In voting, the main idea of the distance rationalizability framework is to view the voters’ preferences as an imperfect approximation to some kind of consensus. This approach, which is deeply rooted in the social choice literature, allows one to define (“rationalize”) voting rules via a consensus class of elections and a distance: a candidate is said to be an election winner if she is ranked first in one of the nearest (with respect to the given distance) consensus elections. It is known that many classic voting rules can be distance-rationalized. In this article, we provide new results on distance rationalizability of several Condorcet-consistent voting rules. In particular, we distance-rationalize the Young rule and Maximin using distances similar to the Hamming distance. It has been claimed that the Young rule can be rationalized by the Condorcet consensus class and the Hamming distance; we show that this claim is incorrect and, in fact, this consensus class and distance yield a new rule, which has not been studied before. We prove that, similarly to the Young rule, this new rule has a computationally hard winner determination problem.

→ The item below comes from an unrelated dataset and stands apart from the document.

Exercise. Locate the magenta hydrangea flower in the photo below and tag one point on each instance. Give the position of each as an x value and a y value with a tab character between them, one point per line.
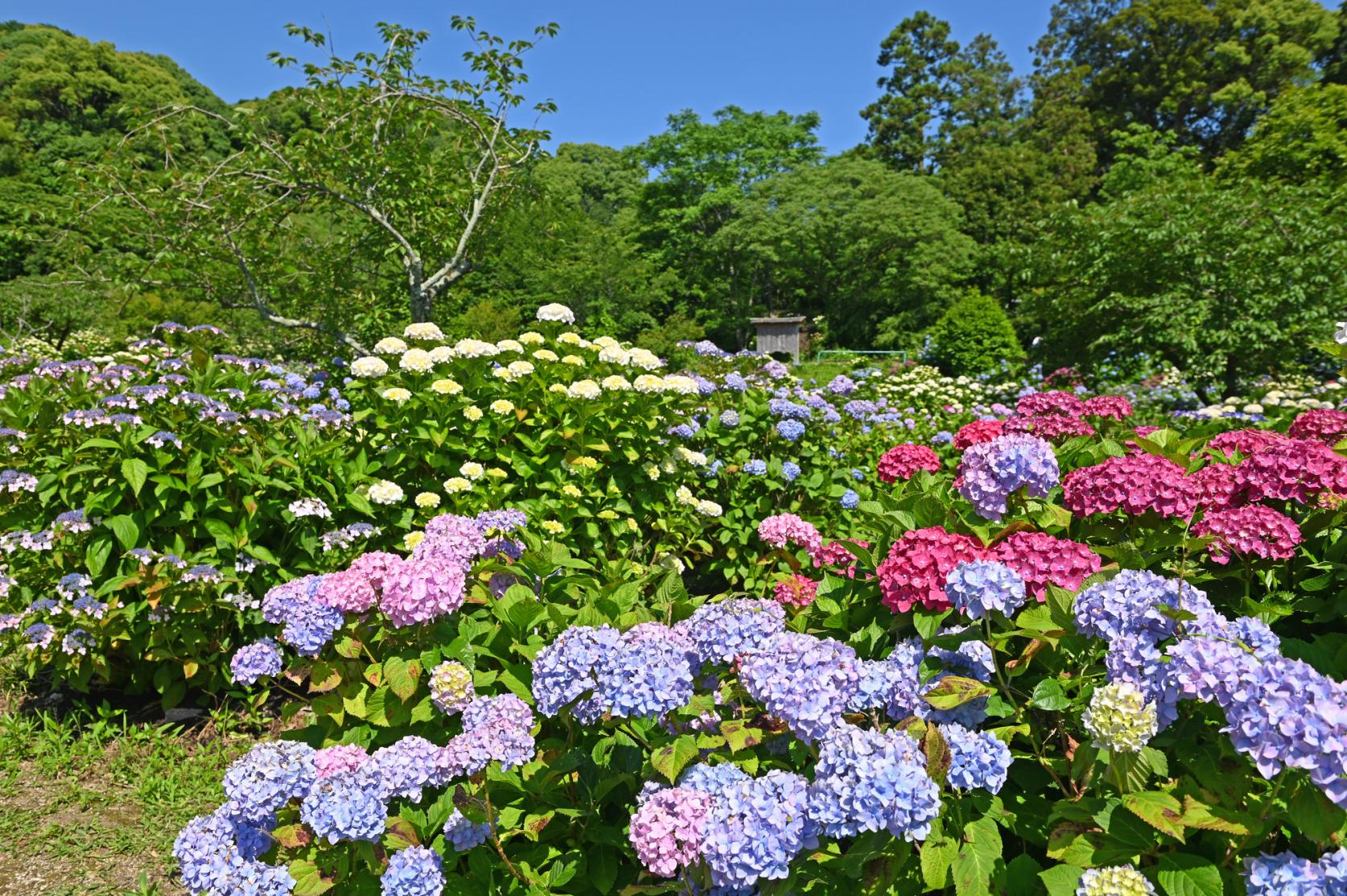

机译:在投票中,距离合理化框架的主要思想是将选民的偏好视为某种共识的不完美近似。这种方法深深扎根于社会选择文献中,它允许人们通过共识性的选举和距离级别来定义(“合理化”)投票规则:如果候选人名列第一,则被认为是选举获胜者。最近一次(相对于给定距离)共识选举。众所周知,许多经典的投票规则都可以进行距离合理化。在本文中,我们提供了一些与Condorcet一致的投票规则的距离合理性的新结果。特别是,我们使用类似于汉明距离的距离对Young规则和Maximin进行合理化距离分配。据称,可以通过Condorcet共识类和汉明距离来合理化Young规则;我们证明了这种说法是不正确的,并且实际上,这种共识类别和距离产生了一条新规则,该规则以前从未研究过。我们证明,与Young规则类似,该新规则也存在计算困难的获胜者确定问题。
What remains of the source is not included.